Description
JOHANNES VAN KEULEN I
Hemels Pleyn / Plani Caelestis, ca. 1680
Various astronomical problems could be solved with the drawn celestial chart, the adjustable armillary sphere and this planisphere.
Johannes van Keulen was the founder of a well-known publishing house that was dedicated to the publication of marine atlases and manuals of the sea throughout its bicentenary. Johannes was born in Deventer in 1654, the son of Gerrit van Keulen and Machteld Pouwels. It is assumed that the family moved to Amsterdam after 1656. Johannes joined the local booksellers’ guild in 1678. Between 1681 and 1684 he published his most important work, De Nieuwe Groote Ligtende Zee-Fakkel, in five volumes. In addition to books and sea charts, navigators could buy all kinds of navigational instruments, such as quadrants and protractors, from his shop. Johannes van Keulen died in Amsterdam in 1715. His son Gerard, a skilled engraver and mathematician, had already followed in his father’s footsteps in 1704 and continued the business after Johannes’s death.

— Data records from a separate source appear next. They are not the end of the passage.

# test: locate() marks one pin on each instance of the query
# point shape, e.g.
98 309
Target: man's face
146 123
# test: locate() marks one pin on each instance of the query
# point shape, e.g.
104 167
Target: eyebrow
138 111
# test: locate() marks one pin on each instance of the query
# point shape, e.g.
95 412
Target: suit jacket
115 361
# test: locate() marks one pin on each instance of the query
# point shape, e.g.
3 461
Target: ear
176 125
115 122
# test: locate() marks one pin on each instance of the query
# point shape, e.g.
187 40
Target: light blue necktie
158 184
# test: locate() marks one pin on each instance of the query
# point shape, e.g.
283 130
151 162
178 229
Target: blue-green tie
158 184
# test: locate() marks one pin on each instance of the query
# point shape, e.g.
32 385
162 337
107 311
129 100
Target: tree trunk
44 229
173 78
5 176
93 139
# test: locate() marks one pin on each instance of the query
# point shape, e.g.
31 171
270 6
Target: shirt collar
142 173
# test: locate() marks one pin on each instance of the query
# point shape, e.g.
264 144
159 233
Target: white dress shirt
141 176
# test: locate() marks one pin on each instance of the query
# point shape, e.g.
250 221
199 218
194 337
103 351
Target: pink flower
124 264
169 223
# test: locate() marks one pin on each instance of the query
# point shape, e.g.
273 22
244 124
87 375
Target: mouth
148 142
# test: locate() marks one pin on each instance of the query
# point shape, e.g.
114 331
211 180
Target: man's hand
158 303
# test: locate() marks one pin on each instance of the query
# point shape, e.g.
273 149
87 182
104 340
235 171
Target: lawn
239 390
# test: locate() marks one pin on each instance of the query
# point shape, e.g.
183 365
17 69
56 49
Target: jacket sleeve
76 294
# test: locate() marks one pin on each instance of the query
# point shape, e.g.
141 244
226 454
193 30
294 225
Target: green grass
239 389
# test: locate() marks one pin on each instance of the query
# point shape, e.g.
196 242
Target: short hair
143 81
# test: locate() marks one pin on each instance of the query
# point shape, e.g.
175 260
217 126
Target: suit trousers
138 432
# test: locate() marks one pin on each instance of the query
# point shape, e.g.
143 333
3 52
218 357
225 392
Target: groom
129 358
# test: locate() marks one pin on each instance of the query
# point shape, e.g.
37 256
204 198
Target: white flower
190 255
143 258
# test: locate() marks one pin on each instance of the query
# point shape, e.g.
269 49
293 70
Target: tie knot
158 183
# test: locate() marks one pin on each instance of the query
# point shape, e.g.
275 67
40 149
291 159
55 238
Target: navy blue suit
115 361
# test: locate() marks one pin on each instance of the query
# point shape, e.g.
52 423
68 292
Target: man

Johannes van Keulen’s most important publications are the navigator’s guide De Groote Ligtende Zee-Fakkel (1681-1684) and the Zee-atlas ofte Water-werelt (1695). As Johannes van Keulen was not a cartographer, he worked closely with the mathematician Claes Janszoon Vooght. Vooght was the creator of most of the maps published by Johannes van Keulen. The Groote Ligtende Zee-Fakkel contained for the first time in history the cartography of the coasts of the whole world, with the exception of the Dutch East Indies (these maps were kept secret by the Vereenigde Oost-Indische Compagnie). At the end of the 17th century, Johannas van Keulen was the leading publisher of sea charts in Amsterdam.